In high school, drink turned into drugs: pills, cocaine, weed, heroin, hallucinogens. Anything. If you put it in front of me, I took it. To soothe feelings of rejection, drugs and alcohol quickly became my family. I sought isolation as I cultivated my relationship with intoxication. I came to fear intimacy with others because of the looming threat of abandonment. I had few casual friendships throughout school, only pursuing their company if they liked escaping, too. My philosophy became that distance meant I could never be hurt; no one could disappoint me if I didn't emotionally invest. This percolated into how I romantically related to men.

At 15, I started dating. I gave my virginity to the third boy I ever kissed. I fell in love with sex, an intoxicating rush followed by a high that acted like another drug. I loved the way a man could make me feel. I loved that someone wanted me. I hit my bottom with drugs and alcohol in something that resembled a crack house.

One night, after months of daily desperate attempts to stop, I moved back home and resolved to go to Alcoholics Anonymous. Drugs and alcohol had stopped working; I still felt the hopelessness, anxiety, guilt, depression and anger that plagued me in my more lucid moments.
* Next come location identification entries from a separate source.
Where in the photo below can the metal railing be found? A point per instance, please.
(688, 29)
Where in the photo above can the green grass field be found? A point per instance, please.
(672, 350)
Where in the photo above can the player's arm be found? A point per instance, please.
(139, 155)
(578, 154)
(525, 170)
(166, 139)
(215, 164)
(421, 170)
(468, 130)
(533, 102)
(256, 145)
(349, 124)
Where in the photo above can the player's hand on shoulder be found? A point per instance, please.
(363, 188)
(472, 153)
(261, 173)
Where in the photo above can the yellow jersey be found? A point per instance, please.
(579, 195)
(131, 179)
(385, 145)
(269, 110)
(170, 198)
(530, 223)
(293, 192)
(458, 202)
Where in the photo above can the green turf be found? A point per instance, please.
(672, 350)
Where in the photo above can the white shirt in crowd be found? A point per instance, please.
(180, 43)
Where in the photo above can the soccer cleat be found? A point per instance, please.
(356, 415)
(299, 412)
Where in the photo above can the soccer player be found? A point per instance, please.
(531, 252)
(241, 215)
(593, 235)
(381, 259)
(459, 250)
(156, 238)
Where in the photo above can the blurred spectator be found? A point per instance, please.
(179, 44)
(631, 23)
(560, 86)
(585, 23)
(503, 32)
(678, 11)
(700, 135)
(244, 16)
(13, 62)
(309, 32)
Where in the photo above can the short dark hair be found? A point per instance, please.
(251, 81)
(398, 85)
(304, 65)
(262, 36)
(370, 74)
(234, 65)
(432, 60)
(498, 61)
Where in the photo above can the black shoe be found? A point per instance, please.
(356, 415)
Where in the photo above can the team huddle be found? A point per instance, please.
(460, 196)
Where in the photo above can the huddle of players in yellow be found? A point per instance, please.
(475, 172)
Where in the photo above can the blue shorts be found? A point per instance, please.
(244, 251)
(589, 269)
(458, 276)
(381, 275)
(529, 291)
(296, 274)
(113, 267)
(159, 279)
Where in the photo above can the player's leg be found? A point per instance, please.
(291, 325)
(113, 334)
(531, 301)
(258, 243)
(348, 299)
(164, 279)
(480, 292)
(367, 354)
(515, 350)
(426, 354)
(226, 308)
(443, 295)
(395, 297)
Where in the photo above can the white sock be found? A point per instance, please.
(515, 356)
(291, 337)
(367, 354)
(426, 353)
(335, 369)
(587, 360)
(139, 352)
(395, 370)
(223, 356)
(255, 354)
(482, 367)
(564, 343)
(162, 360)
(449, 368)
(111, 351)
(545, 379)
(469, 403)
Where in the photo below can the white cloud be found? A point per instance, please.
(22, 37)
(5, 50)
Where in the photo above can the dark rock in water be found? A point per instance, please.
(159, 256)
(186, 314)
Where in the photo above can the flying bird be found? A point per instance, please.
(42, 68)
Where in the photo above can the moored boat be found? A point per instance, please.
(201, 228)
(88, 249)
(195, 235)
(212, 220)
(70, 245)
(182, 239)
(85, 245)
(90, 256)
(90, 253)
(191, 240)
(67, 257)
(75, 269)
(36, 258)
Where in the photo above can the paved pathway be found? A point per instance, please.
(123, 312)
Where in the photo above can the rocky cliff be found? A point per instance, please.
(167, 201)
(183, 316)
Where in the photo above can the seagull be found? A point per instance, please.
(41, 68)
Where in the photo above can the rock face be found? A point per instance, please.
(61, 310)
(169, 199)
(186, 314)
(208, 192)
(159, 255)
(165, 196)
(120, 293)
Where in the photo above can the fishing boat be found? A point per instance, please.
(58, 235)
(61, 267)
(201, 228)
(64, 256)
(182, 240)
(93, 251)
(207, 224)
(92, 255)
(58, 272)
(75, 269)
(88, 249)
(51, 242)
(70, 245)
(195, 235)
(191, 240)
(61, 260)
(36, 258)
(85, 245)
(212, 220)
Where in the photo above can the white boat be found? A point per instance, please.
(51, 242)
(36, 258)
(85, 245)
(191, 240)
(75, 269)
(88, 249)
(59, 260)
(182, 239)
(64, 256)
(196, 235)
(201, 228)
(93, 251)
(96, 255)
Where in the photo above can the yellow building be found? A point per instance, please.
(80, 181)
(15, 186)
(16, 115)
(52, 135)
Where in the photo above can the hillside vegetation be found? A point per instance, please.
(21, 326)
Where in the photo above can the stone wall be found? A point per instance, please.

I had drank to drown my feelings, but the little bastards learned to swim. So choosing to get sober did get me sober, but the unresolved defects I wanted to hide were still boiling below the surface. I started counting days. I had just turned 20. And I had nothing to numb my insecurities with—or so I thought.

The conscious contact I had with my emotions—the reality of my past—was too much for me to live with. The high of sex—the adrenaline rush of a good row with a boyfriend, and knowing someone else wanted me—brought the same relief as heroin once had. Not using my program to tame my behavior, I acted as recklessly with sex as I had when I was drinking.

Just after celebrating my 90 days, I noticed my physical craving for drugs hadn't subsided. My sponsor told me that burning desires were normal, but my body acting as if I was still dope sick was not.

My carelessness finally led to a tangible consequence. I was pregnant. Again. Just like when I was 17, when a heavy dose of wine, weed, PCP and cocaine brought on a miscarriage. I hadn't even known I was pregnant. I drowned the pain of having killed my child with more using.